Das Gähnen ist den meisten längst vergangen
Die Bereitschaft, an der EU-Wahl teilzunehmen, ist europaweit sprunghaft gestiegen – ebenso der Wunsch, den Frieden zu verteidigen. Das lockte bei der letzten Wahl noch wenige zur Urne.
Iran, Israel, Ukraine, Russenspione, Teuerung, jugendliche Gewalttaten, Wetterextreme: Es ist viel, was täglich auf einen einprasselt. Auch wenn man die Nachrichten gar nicht mehr sucht, sie holen einen in den sozialen Medien ein, dort aber ungefiltert, mit Bildern, die man nicht vergisst, und mit einem selbstgerechten Ton, der oft vergessen lässt, dass hinter dem Absender jemand steckt, der ein Ziel hat. Meist kein versöhnliches.
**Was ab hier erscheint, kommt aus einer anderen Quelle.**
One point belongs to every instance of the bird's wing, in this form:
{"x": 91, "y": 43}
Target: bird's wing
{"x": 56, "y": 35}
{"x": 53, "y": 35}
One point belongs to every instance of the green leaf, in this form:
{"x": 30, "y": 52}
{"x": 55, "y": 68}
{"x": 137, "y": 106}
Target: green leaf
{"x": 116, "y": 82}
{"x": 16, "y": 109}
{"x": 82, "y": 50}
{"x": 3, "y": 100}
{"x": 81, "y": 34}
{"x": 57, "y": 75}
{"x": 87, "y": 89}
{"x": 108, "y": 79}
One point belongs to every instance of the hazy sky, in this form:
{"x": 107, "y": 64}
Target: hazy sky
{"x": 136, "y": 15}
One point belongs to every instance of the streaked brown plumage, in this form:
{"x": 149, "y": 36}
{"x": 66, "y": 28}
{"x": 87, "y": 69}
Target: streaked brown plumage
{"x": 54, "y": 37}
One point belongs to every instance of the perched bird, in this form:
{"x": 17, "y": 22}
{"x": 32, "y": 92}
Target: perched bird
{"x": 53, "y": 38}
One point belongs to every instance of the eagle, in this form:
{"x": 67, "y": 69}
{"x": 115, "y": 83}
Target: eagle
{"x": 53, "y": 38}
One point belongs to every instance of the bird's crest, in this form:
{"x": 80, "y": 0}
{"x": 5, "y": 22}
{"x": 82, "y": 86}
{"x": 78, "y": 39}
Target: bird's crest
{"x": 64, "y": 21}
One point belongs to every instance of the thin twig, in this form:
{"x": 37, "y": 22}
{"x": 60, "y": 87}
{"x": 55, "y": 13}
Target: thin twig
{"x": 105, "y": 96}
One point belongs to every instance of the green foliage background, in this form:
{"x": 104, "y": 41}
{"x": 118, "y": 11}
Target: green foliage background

Der permanente Krisenmodus macht müde, aggressiv, lethargisch, lädt zu Verschwörungstheorien ein oder aktiviert den Abschaltimpuls. Dazwischen liegt ein weites Feld an Bedrückung. Wie dünn der Firnis über der Wut ist, die in vielen kocht, zeigt sich schon bei einem simplen Spurwechsel auf dem Wiener Ring im Stoßverkehr. Die Bereitschaft, sofort zu explodieren, zieht sich mittlerweile durch viele Lebensbereiche.
Vor diesem destruktiven Hintergrund einigermaßen überraschend sind die Ergebnisse der jüngsten Eurobarometer-Umfrage.
Erstens zeichnet sich ein hohes Interesse an der üblicherweise nicht gerade überlaufenen EU-Wahl ab. 71 Prozent der rund 26.400 Befragten gaben an, im Juni wählen gehen zu wollen. 2019 waren es nur knapp 60 Prozent. Ebenso unerwartet landeten „Verteidigung und Sicherheit“unter den drei wichtigsten Anliegen. Ein Comeback feiert auch der Wunsch nach Frieden: Die meisten Befragten reihten Frieden an erste Stelle der Werte, die verteidigt werden sollten. Frieden und Sicherheit also. Wer noch vor 15 Jahren von der EU als Friedensprojekt sprach, brachte die Menschen zum Gähnen. Zu selbstverständlich (und langweilig) schien das Erreichte.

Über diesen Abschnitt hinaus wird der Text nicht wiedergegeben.